I took him to work with me the next day (since I planned to keep an eye on him but then had to work) so I wanted to make sure he was fine.

All has gone well, today is his first day I've let him out on the grass so his able to see snowy through their cages  
and Thursday I take him to get his one week check up 

here are a few pictures! 

reunited!




























snowy got tired and lied down










then nudge did the same 










they are just so cute together! and I can not wait until I can properly introduce them and see them running around together.
but it has been good to have this time for them to slowly see each other through the cages and get used to bunny friends


----------



## VickyLouise (Jun 12, 2008)

Aww !! Bless them  They do look cute together !!

I am glad everything went well with his op !

My George was a little monster when it came to his stitches. In the end he ended up with it being glued, stitched, stapled and one of those cone-collars :laughing:

My Toffee had a dental Wednesday which went well and his check up was the Thursday and he has made a great recovery too, what a relief!

They do like to scare us don't they?!

I can't wait to see them together


----------



## jellyblue (Aug 11, 2010)

Snowy and Nudge are so cute. I especially love the first photo. I think they will be great friends. Keep posting photos of this adorable duo.


----------



## Avian Fan (Jun 9, 2012)

Awwwwwwww such cute photo's, I am glad I clicked on your post.

Bunny's are so cute


----------



## BirdCrazyJill (Jan 12, 2011)

*Aww look at those little love bunnies  So cute!*


----------



## juniper (Jun 5, 2012)

Adorable!! So glad they're getting along well.


----------



## sarahxx92 (Mar 25, 2011)

VickyLouise said:


> Aww !! Bless them  They do look cute together !!
> 
> I am glad everything went well with his op !
> 
> ...


thanks Vicky  I'm glad toffee went well with his op! 



jellyblue said:


> Snowy and Nudge are so cute. I especially love the first photo. I think they will be great friends. Keep posting photos of this adorable duo.


Thank you I really hope they end up being great buddy's too! 


Avian Fan said:


> Awwwwwwww such cute photo's, I am glad I clicked on your post.
> 
> Bunny's are so cute


thank you  hehehe they are cute 



JuliosMom said:


> *Aww look at those little love bunnies  So cute!*


hehe 



astral disaster said:


> Adorable!! So glad they're getting along well.

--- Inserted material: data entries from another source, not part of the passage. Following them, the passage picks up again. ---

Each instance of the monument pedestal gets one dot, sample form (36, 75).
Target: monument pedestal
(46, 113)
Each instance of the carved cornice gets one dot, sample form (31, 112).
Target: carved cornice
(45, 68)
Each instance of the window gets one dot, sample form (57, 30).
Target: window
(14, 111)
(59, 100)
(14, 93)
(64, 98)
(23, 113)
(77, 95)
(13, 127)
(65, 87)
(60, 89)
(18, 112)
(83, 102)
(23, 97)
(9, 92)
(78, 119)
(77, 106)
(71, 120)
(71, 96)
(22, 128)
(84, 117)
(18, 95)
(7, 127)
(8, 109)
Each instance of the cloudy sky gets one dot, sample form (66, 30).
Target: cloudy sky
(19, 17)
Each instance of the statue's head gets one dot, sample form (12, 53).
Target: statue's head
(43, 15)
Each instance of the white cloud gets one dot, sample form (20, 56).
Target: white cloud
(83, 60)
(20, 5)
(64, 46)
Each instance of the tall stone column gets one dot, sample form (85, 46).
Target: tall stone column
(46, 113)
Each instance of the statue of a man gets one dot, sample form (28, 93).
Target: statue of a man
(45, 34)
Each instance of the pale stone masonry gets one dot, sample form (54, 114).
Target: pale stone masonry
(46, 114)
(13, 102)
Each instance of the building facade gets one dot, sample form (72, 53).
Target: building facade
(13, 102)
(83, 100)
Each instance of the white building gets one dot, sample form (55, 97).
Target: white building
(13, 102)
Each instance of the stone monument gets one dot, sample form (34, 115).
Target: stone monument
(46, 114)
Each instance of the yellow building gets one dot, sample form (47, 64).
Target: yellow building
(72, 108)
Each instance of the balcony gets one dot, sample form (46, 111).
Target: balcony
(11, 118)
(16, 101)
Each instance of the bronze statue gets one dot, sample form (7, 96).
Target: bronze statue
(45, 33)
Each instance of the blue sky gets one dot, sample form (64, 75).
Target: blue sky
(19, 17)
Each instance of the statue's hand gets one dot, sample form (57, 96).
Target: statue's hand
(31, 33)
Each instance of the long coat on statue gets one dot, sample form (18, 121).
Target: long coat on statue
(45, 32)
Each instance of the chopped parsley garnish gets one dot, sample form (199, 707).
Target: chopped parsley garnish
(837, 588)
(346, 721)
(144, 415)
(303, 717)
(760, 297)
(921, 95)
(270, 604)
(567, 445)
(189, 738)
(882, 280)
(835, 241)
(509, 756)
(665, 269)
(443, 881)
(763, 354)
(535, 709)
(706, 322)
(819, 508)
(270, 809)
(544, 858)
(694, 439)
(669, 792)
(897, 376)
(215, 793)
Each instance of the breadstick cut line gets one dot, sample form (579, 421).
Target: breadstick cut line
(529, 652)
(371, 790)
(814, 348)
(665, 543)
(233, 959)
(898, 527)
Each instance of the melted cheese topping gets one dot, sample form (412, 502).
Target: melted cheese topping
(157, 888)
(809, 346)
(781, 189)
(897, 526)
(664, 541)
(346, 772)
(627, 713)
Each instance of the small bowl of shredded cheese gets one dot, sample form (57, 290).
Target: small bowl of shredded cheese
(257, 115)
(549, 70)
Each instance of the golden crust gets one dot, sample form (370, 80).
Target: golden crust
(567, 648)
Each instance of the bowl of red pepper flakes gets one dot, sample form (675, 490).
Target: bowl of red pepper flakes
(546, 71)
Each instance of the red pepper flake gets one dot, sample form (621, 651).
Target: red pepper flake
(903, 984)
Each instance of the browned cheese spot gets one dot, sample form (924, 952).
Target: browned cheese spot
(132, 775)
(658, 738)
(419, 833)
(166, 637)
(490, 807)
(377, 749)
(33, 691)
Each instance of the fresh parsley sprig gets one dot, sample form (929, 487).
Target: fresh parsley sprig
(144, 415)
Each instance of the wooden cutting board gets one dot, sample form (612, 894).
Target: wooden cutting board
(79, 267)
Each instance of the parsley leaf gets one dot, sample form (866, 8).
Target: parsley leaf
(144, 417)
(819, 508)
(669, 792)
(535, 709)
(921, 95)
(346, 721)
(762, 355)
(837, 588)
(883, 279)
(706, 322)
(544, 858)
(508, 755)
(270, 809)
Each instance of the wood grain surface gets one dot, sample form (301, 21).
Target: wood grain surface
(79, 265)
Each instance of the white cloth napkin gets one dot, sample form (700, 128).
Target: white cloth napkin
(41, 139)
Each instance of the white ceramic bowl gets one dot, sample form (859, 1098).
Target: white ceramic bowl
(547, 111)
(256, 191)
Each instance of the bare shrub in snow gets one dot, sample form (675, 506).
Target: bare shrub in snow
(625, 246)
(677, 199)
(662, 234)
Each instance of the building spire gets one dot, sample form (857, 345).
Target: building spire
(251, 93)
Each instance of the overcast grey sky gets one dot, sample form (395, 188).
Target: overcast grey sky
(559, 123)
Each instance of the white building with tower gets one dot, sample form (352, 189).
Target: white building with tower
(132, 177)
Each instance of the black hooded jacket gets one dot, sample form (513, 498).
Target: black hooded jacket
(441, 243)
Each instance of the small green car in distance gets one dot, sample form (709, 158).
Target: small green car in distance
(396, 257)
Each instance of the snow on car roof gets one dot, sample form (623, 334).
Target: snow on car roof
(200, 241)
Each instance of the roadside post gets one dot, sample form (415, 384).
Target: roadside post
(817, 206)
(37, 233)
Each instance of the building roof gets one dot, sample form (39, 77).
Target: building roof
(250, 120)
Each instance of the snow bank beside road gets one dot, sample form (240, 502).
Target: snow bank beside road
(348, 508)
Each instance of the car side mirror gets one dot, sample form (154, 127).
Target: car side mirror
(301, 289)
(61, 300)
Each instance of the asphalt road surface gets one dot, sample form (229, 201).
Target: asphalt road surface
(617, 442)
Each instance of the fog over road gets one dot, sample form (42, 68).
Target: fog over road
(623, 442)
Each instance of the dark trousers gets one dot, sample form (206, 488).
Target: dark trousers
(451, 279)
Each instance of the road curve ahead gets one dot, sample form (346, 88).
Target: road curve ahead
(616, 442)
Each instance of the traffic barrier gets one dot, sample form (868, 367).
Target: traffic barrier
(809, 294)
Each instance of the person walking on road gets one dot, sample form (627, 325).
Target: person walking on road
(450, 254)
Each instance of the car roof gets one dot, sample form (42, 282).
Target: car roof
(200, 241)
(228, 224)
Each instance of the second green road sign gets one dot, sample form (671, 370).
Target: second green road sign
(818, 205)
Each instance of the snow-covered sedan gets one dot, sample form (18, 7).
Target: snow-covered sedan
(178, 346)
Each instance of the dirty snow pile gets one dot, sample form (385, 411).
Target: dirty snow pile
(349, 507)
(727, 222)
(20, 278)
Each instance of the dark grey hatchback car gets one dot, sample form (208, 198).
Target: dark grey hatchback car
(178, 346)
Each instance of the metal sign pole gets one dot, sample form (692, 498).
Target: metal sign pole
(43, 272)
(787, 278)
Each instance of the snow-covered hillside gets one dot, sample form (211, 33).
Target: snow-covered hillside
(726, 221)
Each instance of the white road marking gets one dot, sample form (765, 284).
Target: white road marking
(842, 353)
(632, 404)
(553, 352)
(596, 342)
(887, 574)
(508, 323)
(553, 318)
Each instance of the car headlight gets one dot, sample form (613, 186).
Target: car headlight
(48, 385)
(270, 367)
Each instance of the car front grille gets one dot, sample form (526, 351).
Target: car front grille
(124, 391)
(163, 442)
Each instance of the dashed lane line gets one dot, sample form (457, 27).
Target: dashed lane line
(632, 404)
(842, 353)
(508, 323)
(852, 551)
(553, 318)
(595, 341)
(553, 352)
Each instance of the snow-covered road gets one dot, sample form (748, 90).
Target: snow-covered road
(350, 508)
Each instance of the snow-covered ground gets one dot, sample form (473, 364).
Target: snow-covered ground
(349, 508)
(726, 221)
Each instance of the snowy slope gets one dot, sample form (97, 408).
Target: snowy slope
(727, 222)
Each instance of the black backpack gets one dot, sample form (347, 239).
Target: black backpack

same here hopefully everything goes well when they are fully introduced


----------



## MajesticWings (Jul 22, 2011)

*Sweet couple*


----------



## Burkey (Jun 11, 2012)

OMG THEY ARE SO CUTE!!! Nudge looks like a stuffed animal! I really am one of those people who should probably just live on a farm or something so I can have all the animals I want lol because I think bunnies are SO cute but just don't have the room for one now. When I was first looking into getting a pet after I moved out on my own I would always look at the bunnies and wish I could get one. What kind are yours? They are fairly big, or at least bigger than most I see as pets. Are they very fast and hard to catch btw? Seriously these pictures make me want to go get one right now, but NO, i must control myself! Maybe I'll just go visit the bunnies at the pet shop instead lol.


----------



## sarahxx92 (Mar 25, 2011)

Burkey said:


> OMG THEY ARE SO CUTE!!! Nudge looks like a stuffed animal! I really am one of those people who should probably just live on a farm or something so I can have all the animals I want lol because I think bunnies are SO cute but just don't have the room for one now. When I was first looking into getting a pet after I moved out on my own I would always look at the bunnies and wish I could get one. What kind are yours? They are fairly big, or at least bigger than most I see as pets. Are they very fast and hard to catch btw? Seriously these pictures make me want to go get one right now, but NO, i must control myself! Maybe I'll just go visit the bunnies at the pet shop instead lol.


I'm the same really need a farm! Lol
Snowy is a dwarf lop, which is a fairly big breed.
Nudge is a mini lop and smaller than snowy. His may look big in the pics but he is quite small 

If you get them comfortable with you it's not usually hard to catch them and mine don't run super fast anyway but I often have trouble catching snowy as she knows it's time to go back to the cage


----------



## JessicaMartin (Nov 15, 2011)

They're the cutest little bunnies :3 

I can't wait to look after my friends bunnies while she goes away for the summer. 
They're called Fergus and Maverick and they are the naughtiest little boys ever in the world


----------



## dani-2417 (Oct 20, 2011)

is their cage outdoors? 

I have a bunny too, kiki! but shes an outdoor bunny, so most of the time shes outdoors..


----------



## sarahxx92 (Mar 25, 2011)

dani-2417 said:


> is their cage outdoors?
> 
> I have a bunny too, kiki! but shes an outdoor bunny, so most of the time shes outdoors..


Aw Kiki is a cute name!
Yep they have an outdoor hutch and a play pen too for exercise


----------



## Shahzadi (Jan 1, 2010)

I love bunnies. Yours are soooo cute. I love the one of them sniffing eachother through the bars. Too cute. My favorites are Holland Lop's. I want one so bad.


----------



## Rjupa (Jun 9, 2012)

Awww!! What lovely photos!
They are overly cute! 
I will definitely have to show my daughter these pics in the morning she will be in love. Simply adores bunnies and yours are cute overload!
*Her preschool gave her the sign language sign for bunny (they give each child their own "sign" to represent who they are when they introduce and greet and even to identify their cubby) as her name a few years back and it's stuck since, she's known as Kristín Kanína (Kanína is bunny in Icelandic).


----------



## SouthernGirl (May 27, 2012)

Your bunnies are sooo cute! You make it hard to restrain myself from running out and buying one right now haha



i¢¾mybudgies said:


> I love bunnies. Yours are soooo cute. I love the one of them sniffing eachother through the bars. Too cute. My favorites are Holland Lop's. I want one so bad.


How funny! My favorites are Holland Lops too! I've actually talked to a breeder about me getting one in a year or two


----------



## Rach:) (Jul 25, 2012)

Nawww!! so cute. Glad to hear everything went well. Super cute photos can't wait to see photos of them together


----------